Mais, modules ou semi-remorques reviennent presque toujours à vide, à l'exception de quelques homards ou fleurs (des jonquilles). « C'est l'aller qui paye, confirme Patrice Mevel. Cette activité est pourtant très rentable, les habitants de Guernesey et Jersey ayant un fort pouvoir d'achat. De plus, nous ne sommes que trois transporteurs sur ce marché ». L'agence de Saint-Malo, site historique des Routiers Bretons, compte quatre personnes : un responsable, un conducteur, une personne qui gère le côté administratif et un déclarant en douanes.

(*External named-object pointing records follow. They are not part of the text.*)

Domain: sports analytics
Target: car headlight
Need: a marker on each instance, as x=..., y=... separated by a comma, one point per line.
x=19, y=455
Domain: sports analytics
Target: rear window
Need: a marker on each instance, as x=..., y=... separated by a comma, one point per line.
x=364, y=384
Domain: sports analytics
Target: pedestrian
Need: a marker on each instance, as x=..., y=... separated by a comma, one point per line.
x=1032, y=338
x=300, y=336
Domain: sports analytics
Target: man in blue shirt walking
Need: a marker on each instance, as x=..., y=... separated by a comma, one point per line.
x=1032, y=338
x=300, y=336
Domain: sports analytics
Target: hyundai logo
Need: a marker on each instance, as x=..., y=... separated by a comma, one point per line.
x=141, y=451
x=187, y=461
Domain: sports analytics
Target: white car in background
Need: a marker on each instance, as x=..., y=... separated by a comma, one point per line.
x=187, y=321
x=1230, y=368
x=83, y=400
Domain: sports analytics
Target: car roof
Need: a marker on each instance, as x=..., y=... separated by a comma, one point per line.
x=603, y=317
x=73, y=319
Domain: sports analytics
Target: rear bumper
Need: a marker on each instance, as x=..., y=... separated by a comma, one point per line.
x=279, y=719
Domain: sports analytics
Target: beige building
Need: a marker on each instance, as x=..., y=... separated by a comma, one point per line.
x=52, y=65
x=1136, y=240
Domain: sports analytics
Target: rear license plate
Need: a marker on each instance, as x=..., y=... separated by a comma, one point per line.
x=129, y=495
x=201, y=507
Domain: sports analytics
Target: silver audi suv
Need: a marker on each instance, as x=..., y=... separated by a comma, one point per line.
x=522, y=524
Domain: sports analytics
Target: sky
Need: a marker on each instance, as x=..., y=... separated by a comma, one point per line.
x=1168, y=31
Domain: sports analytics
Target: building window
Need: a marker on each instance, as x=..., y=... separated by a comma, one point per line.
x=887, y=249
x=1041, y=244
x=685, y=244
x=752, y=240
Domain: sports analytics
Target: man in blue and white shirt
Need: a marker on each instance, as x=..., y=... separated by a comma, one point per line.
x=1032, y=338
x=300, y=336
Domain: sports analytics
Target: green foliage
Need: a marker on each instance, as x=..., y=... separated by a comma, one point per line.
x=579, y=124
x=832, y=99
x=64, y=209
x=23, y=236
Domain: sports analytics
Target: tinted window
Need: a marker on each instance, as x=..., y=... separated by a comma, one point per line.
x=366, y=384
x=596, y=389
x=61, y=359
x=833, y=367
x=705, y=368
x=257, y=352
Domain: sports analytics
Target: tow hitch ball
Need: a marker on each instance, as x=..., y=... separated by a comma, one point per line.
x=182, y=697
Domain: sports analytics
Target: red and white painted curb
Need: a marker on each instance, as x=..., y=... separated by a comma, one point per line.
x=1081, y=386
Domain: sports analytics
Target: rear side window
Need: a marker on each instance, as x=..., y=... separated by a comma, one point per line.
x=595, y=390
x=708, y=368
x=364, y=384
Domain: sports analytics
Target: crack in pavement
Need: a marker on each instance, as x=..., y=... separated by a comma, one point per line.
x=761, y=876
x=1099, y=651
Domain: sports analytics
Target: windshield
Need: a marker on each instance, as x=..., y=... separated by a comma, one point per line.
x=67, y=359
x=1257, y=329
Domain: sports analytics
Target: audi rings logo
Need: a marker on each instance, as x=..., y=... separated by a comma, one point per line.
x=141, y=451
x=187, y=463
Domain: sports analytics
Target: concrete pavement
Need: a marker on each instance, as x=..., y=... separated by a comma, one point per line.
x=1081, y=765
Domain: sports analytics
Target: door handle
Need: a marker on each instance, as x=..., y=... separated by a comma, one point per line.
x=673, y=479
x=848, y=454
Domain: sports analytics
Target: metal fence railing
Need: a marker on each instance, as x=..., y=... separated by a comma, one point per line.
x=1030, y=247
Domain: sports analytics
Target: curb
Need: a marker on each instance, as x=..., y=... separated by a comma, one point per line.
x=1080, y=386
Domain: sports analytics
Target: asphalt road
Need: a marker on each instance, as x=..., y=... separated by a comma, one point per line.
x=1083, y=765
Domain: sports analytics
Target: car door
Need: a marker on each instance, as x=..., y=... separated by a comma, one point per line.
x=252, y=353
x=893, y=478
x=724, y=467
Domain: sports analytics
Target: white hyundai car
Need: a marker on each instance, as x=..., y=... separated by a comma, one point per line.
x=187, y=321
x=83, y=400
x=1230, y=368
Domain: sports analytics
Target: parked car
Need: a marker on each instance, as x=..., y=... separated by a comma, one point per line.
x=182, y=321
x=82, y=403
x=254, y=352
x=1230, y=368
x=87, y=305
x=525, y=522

Un dernier poste nécessaire puisque les îles anglo-normandes ne font pas partie de l'Union Europénne.
217 cartes grises, c'est ce dont disposent les Routiers Bretons, à fin mars 2001. Cette flotte se compose de 96 véhicules moteurs, répartis en 62 tracteurs et 34 porteurs dont 4 spécifiques à l'activité de distribution. Elle compte par ailleurs 35 remorques (de camions-remorques), 78 caisses mobiles et 77 semi-remorques dont 15 frigorifiques, 49 fourgons et 13 savoyardes. 38 % des véhicules moteurs sont de marque Volvo, 28 % Scania, 30 % Mercedes et 4 % Man.
L'entreprise travaille en permanence à améliorer la productivité du matériel roulant. Le kilométrage moyen mensuel des moteurs a été augmenté de 1 000 km en moyenne entre 1999 et 2000, jusqu'à 1 650 km pour les tracteurs. Un atelier intégré de 400 m2 (ouvert en semaine de 7 h à 20 h et le samedi matin), où travaillent 3 mécaniciens, permet d'effectuer les vidanges et graissages. Mais une grosse partie de l'entretien est sous-traité (freins, préparation au contrôle des mines, embrayages). Les véhicules sont renouvelés tous les 3 ans ou 650 000 km (700 000 km maximum), les semi-remorques tous les 7 ans (5 ans pour les frigo) et les porteurs de distribution tous les 5 ans.